Decision Date11 August 1969
Docket NumberNo. 26292.,26292.
Citation414 F.2d 915
PartiesSURFSIDE OF BREVARD, INC., et al., Appellants, v. UNITED STATES of America, Appellee.
CourtU.S. Court of Appeals — Fifth Circuit

William D. Jones, Jr., David W. Foerster, James E. Hodge, Jones, Foerster & Hodge, Jacksonville, Fla., J. Russell Hornsby, Orlando, Fla., for appellants.

Francis G. Rearick, Department of Justice, Land Division, Orlando, Fla., Edward F. Boardman, U. S. Atty., Tampa, Fla., Frank B. Friedman, Raymond N. Zagone, Attys., Dept. of Justice, Washington, D. C., Clyde O. Martz, Asst. Atty. Gen., Dept. of Justice, Washington, D. C., for appellee.

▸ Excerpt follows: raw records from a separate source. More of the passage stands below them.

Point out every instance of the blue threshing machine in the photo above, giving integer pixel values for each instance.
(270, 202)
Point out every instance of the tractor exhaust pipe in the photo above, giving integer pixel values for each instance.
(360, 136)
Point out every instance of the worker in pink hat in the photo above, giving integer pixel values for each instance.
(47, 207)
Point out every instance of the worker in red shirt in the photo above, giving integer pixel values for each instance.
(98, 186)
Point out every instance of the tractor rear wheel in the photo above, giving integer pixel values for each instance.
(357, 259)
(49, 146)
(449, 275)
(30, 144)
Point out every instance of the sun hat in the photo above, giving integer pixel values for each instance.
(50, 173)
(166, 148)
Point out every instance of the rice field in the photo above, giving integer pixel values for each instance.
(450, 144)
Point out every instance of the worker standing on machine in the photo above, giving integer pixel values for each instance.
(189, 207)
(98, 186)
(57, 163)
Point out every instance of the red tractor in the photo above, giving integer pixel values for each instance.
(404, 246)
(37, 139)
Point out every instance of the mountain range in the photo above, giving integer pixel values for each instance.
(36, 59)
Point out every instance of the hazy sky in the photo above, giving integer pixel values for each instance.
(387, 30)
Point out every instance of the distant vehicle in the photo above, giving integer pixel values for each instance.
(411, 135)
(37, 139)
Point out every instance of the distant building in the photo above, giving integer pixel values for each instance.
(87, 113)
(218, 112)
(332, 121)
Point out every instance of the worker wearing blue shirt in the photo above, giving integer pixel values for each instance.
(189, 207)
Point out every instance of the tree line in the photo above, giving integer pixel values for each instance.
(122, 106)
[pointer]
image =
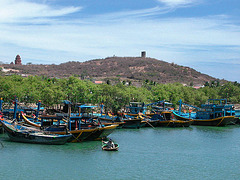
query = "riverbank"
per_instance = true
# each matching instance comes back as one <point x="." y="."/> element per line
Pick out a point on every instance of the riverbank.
<point x="160" y="153"/>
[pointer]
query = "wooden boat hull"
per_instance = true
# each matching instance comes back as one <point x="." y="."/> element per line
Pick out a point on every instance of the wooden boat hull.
<point x="175" y="123"/>
<point x="35" y="137"/>
<point x="132" y="123"/>
<point x="152" y="123"/>
<point x="88" y="134"/>
<point x="220" y="121"/>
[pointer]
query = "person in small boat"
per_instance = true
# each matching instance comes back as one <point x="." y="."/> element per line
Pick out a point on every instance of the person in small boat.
<point x="110" y="144"/>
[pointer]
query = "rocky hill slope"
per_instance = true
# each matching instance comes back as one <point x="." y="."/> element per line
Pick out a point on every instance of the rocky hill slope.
<point x="134" y="69"/>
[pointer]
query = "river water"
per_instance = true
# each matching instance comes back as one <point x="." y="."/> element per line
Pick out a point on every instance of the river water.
<point x="160" y="153"/>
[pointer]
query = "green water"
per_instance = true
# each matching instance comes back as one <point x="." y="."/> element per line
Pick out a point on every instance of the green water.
<point x="146" y="153"/>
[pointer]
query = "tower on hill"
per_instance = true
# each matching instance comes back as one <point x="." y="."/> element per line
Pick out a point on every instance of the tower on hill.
<point x="18" y="60"/>
<point x="143" y="54"/>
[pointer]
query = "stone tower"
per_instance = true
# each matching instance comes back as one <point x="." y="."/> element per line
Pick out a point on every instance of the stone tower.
<point x="143" y="54"/>
<point x="18" y="60"/>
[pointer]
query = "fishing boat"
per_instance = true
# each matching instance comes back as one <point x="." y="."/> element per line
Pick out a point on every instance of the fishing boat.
<point x="19" y="133"/>
<point x="162" y="113"/>
<point x="123" y="120"/>
<point x="215" y="113"/>
<point x="82" y="128"/>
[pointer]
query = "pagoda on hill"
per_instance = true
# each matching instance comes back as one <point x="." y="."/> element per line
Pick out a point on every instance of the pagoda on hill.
<point x="18" y="60"/>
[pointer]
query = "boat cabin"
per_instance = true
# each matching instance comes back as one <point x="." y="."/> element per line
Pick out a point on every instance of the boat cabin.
<point x="215" y="108"/>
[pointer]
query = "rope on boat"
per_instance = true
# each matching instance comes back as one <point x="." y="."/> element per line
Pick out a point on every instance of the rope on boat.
<point x="220" y="121"/>
<point x="150" y="124"/>
<point x="76" y="138"/>
<point x="2" y="144"/>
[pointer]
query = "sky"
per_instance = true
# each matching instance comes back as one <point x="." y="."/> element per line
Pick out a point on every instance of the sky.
<point x="201" y="34"/>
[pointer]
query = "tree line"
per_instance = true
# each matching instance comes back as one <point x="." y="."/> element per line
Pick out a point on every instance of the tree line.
<point x="52" y="91"/>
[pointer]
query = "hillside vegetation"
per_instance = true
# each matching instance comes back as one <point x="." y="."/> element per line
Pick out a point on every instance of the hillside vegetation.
<point x="129" y="69"/>
<point x="115" y="97"/>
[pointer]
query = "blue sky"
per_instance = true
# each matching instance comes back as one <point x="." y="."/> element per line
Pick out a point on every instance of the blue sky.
<point x="201" y="34"/>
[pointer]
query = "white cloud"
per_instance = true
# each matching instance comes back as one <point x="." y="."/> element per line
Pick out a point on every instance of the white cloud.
<point x="20" y="10"/>
<point x="180" y="40"/>
<point x="174" y="3"/>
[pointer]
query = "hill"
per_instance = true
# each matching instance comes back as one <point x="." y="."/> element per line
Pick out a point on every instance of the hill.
<point x="134" y="69"/>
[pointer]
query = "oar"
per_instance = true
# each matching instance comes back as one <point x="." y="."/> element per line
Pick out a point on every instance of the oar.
<point x="150" y="124"/>
<point x="2" y="144"/>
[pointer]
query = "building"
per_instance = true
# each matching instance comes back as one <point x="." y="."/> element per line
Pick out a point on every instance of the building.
<point x="18" y="60"/>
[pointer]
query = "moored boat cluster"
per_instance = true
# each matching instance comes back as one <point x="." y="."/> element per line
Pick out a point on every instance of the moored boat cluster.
<point x="31" y="125"/>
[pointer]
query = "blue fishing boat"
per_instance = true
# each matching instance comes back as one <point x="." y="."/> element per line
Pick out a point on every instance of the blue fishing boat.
<point x="83" y="127"/>
<point x="20" y="133"/>
<point x="217" y="112"/>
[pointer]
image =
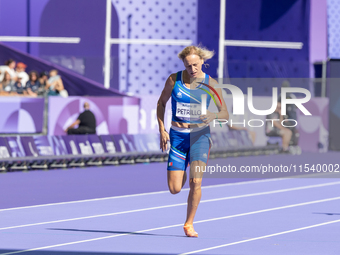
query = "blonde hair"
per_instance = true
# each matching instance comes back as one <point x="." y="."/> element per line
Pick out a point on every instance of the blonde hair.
<point x="199" y="50"/>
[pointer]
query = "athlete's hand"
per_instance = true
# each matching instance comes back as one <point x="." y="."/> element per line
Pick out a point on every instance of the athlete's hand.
<point x="164" y="138"/>
<point x="209" y="117"/>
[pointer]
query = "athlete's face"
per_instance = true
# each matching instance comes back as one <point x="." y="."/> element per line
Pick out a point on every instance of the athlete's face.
<point x="193" y="65"/>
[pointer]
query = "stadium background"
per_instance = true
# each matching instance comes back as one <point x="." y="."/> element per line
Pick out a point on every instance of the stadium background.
<point x="138" y="71"/>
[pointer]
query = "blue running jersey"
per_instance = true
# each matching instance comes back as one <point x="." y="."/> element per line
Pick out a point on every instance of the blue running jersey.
<point x="186" y="103"/>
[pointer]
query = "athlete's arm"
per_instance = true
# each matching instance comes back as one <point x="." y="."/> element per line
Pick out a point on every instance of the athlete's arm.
<point x="222" y="107"/>
<point x="163" y="99"/>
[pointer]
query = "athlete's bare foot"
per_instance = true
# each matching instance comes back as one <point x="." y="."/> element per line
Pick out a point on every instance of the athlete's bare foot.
<point x="189" y="230"/>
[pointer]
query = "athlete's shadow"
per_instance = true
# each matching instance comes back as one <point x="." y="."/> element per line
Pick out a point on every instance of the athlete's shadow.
<point x="112" y="232"/>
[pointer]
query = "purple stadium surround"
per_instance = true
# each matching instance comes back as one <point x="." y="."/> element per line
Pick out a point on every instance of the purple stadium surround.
<point x="114" y="115"/>
<point x="22" y="115"/>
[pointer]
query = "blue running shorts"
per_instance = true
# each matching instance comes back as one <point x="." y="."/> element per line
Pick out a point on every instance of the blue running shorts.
<point x="188" y="145"/>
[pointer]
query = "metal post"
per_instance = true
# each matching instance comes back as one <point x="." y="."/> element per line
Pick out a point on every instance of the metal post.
<point x="107" y="54"/>
<point x="221" y="39"/>
<point x="324" y="78"/>
<point x="28" y="25"/>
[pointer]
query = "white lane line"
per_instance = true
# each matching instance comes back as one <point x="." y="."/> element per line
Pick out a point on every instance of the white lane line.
<point x="263" y="237"/>
<point x="140" y="194"/>
<point x="178" y="225"/>
<point x="151" y="41"/>
<point x="174" y="205"/>
<point x="40" y="39"/>
<point x="264" y="44"/>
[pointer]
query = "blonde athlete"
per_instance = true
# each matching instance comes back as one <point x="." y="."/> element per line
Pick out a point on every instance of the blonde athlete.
<point x="190" y="132"/>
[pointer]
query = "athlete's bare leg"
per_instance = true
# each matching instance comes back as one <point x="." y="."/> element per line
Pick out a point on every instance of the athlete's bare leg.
<point x="195" y="190"/>
<point x="286" y="136"/>
<point x="176" y="180"/>
<point x="194" y="197"/>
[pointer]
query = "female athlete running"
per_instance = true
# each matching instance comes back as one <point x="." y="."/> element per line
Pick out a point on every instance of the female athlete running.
<point x="190" y="132"/>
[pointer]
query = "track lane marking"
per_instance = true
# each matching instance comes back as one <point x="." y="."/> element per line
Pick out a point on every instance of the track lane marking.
<point x="177" y="225"/>
<point x="174" y="205"/>
<point x="262" y="237"/>
<point x="140" y="194"/>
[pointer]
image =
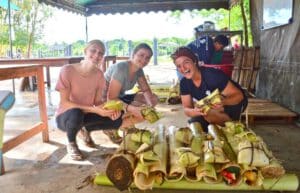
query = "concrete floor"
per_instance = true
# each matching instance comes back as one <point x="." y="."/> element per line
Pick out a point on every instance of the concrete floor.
<point x="37" y="167"/>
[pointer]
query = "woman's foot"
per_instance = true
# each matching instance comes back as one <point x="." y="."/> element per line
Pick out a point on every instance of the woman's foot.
<point x="74" y="151"/>
<point x="113" y="135"/>
<point x="86" y="137"/>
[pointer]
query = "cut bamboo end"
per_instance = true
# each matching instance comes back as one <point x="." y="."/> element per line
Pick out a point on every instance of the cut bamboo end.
<point x="120" y="171"/>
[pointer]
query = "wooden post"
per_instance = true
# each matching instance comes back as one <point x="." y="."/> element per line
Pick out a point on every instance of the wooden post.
<point x="155" y="51"/>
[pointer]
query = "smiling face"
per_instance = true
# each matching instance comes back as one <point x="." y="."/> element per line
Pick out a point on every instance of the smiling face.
<point x="94" y="52"/>
<point x="186" y="66"/>
<point x="141" y="58"/>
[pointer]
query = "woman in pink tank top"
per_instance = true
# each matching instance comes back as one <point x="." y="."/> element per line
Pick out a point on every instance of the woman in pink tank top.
<point x="81" y="107"/>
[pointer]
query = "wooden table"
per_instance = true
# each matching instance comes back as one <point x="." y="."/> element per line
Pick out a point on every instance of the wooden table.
<point x="18" y="71"/>
<point x="46" y="62"/>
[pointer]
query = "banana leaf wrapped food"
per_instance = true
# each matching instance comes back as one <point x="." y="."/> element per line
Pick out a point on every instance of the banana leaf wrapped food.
<point x="142" y="136"/>
<point x="150" y="114"/>
<point x="206" y="103"/>
<point x="113" y="105"/>
<point x="213" y="152"/>
<point x="184" y="135"/>
<point x="231" y="173"/>
<point x="252" y="154"/>
<point x="142" y="178"/>
<point x="152" y="161"/>
<point x="252" y="176"/>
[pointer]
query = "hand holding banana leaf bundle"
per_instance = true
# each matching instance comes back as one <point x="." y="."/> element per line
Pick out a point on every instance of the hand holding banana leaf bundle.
<point x="150" y="114"/>
<point x="113" y="105"/>
<point x="208" y="102"/>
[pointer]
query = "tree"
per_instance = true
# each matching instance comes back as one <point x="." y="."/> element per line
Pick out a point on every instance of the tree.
<point x="238" y="15"/>
<point x="30" y="23"/>
<point x="27" y="24"/>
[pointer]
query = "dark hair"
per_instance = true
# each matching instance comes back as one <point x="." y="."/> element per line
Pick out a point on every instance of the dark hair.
<point x="222" y="39"/>
<point x="184" y="51"/>
<point x="142" y="46"/>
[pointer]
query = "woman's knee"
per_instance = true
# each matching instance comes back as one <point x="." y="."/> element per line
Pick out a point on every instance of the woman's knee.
<point x="72" y="118"/>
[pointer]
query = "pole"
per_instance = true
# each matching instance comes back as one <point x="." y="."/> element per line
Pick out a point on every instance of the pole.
<point x="10" y="41"/>
<point x="86" y="30"/>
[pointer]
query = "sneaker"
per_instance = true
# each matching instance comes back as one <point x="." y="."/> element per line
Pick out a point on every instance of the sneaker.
<point x="86" y="138"/>
<point x="113" y="135"/>
<point x="74" y="152"/>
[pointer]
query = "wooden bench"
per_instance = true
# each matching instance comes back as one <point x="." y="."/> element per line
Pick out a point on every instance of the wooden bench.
<point x="7" y="100"/>
<point x="266" y="109"/>
<point x="41" y="126"/>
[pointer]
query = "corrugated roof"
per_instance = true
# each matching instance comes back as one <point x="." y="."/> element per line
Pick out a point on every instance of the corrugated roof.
<point x="89" y="7"/>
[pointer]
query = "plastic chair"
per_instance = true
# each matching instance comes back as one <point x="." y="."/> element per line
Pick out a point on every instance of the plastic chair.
<point x="7" y="100"/>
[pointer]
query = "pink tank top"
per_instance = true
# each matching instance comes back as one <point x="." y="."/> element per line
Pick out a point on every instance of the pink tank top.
<point x="83" y="89"/>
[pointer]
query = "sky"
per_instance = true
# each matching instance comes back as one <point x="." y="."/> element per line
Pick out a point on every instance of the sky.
<point x="70" y="27"/>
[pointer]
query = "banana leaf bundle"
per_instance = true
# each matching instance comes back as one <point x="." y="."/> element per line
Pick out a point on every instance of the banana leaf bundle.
<point x="252" y="175"/>
<point x="128" y="145"/>
<point x="142" y="178"/>
<point x="152" y="161"/>
<point x="184" y="135"/>
<point x="252" y="154"/>
<point x="231" y="173"/>
<point x="150" y="114"/>
<point x="206" y="103"/>
<point x="142" y="136"/>
<point x="274" y="169"/>
<point x="213" y="152"/>
<point x="113" y="105"/>
<point x="207" y="172"/>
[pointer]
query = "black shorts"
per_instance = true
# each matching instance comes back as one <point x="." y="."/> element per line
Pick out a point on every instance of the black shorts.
<point x="128" y="98"/>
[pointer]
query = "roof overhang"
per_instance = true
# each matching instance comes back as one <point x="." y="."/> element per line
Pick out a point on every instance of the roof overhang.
<point x="90" y="7"/>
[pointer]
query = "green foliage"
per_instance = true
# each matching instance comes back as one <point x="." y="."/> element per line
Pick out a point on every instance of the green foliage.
<point x="221" y="17"/>
<point x="27" y="25"/>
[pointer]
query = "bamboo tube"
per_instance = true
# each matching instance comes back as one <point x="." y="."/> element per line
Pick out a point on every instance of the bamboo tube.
<point x="176" y="171"/>
<point x="142" y="178"/>
<point x="153" y="163"/>
<point x="288" y="182"/>
<point x="120" y="170"/>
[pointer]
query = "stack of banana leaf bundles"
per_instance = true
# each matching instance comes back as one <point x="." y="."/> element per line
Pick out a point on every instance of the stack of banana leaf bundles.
<point x="226" y="158"/>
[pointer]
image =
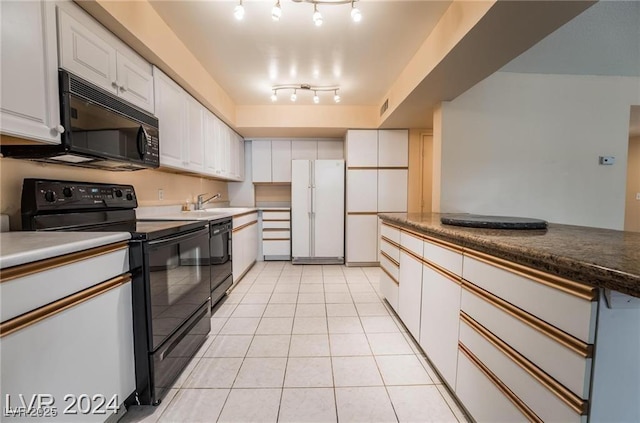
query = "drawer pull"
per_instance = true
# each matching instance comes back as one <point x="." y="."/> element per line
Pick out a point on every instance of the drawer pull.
<point x="576" y="289"/>
<point x="32" y="317"/>
<point x="391" y="259"/>
<point x="48" y="264"/>
<point x="574" y="402"/>
<point x="390" y="276"/>
<point x="581" y="348"/>
<point x="519" y="404"/>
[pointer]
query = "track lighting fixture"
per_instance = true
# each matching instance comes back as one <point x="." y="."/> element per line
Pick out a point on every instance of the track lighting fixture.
<point x="238" y="11"/>
<point x="276" y="11"/>
<point x="304" y="87"/>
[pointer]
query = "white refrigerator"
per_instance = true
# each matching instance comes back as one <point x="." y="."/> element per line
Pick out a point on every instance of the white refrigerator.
<point x="317" y="211"/>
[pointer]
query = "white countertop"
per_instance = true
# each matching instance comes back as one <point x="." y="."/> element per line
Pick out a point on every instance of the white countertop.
<point x="25" y="247"/>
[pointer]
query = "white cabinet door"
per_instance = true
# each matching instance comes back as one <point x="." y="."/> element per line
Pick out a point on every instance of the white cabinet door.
<point x="440" y="321"/>
<point x="304" y="150"/>
<point x="261" y="160"/>
<point x="362" y="238"/>
<point x="392" y="190"/>
<point x="195" y="135"/>
<point x="393" y="148"/>
<point x="362" y="148"/>
<point x="281" y="161"/>
<point x="29" y="103"/>
<point x="85" y="52"/>
<point x="330" y="150"/>
<point x="362" y="190"/>
<point x="410" y="293"/>
<point x="135" y="81"/>
<point x="171" y="109"/>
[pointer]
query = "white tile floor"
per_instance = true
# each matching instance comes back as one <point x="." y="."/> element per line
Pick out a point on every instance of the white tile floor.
<point x="305" y="344"/>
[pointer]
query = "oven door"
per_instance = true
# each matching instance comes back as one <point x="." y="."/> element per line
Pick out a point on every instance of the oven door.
<point x="178" y="281"/>
<point x="220" y="246"/>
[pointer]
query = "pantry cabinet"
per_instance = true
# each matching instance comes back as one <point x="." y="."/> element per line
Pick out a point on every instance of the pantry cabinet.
<point x="29" y="102"/>
<point x="94" y="54"/>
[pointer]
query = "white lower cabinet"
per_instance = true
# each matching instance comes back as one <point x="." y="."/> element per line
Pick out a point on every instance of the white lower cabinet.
<point x="362" y="238"/>
<point x="410" y="292"/>
<point x="440" y="317"/>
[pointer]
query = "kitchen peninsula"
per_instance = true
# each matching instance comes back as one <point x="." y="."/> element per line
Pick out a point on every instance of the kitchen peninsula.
<point x="540" y="324"/>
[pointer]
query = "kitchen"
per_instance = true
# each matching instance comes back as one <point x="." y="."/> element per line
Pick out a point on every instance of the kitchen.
<point x="473" y="129"/>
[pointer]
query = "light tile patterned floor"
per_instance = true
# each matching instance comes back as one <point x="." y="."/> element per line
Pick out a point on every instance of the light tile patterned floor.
<point x="305" y="344"/>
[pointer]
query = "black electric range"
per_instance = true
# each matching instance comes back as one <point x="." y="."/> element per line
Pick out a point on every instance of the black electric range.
<point x="169" y="262"/>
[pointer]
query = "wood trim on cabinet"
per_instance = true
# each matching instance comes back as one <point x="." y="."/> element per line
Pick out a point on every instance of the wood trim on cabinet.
<point x="391" y="259"/>
<point x="579" y="347"/>
<point x="54" y="262"/>
<point x="32" y="317"/>
<point x="390" y="276"/>
<point x="390" y="242"/>
<point x="576" y="289"/>
<point x="442" y="271"/>
<point x="244" y="214"/>
<point x="511" y="396"/>
<point x="573" y="401"/>
<point x="241" y="227"/>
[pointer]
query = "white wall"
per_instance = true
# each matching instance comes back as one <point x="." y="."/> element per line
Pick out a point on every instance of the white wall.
<point x="528" y="145"/>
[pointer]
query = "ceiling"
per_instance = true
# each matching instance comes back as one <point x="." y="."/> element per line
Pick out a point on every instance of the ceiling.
<point x="248" y="57"/>
<point x="603" y="40"/>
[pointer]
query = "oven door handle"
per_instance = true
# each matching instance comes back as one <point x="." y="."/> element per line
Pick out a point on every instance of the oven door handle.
<point x="179" y="238"/>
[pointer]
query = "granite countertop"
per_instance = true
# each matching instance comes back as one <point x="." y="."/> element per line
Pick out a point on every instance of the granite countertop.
<point x="26" y="247"/>
<point x="603" y="258"/>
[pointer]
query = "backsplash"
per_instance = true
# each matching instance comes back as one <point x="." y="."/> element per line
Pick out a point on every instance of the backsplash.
<point x="176" y="188"/>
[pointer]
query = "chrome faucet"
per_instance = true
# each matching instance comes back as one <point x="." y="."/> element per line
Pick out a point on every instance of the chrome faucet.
<point x="200" y="202"/>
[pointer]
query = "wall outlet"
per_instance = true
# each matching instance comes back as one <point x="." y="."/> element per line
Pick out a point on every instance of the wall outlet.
<point x="606" y="160"/>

Before JOHN R. BROWN, Chief Judge, and GEWIN and GOLDBERG, Circuit Judges.

GEWIN, Circuit Judge:

The appellants are thirteen corporations and an individual. The corporations owned, subject to purchase money mortgages, certain lands condemned by the United States in August 1961 for establishment of the National Aeronautics and Space Administration's manned lunar landing facility at Cape Canaveral, Florida, now Cape Kennedy. The individual, Reading, held the unsatisfied purchase money mortgages. A jury in the United States District Court for the Middle District of Florida fixed the sum of $1,694,713 as just compensation for the taking.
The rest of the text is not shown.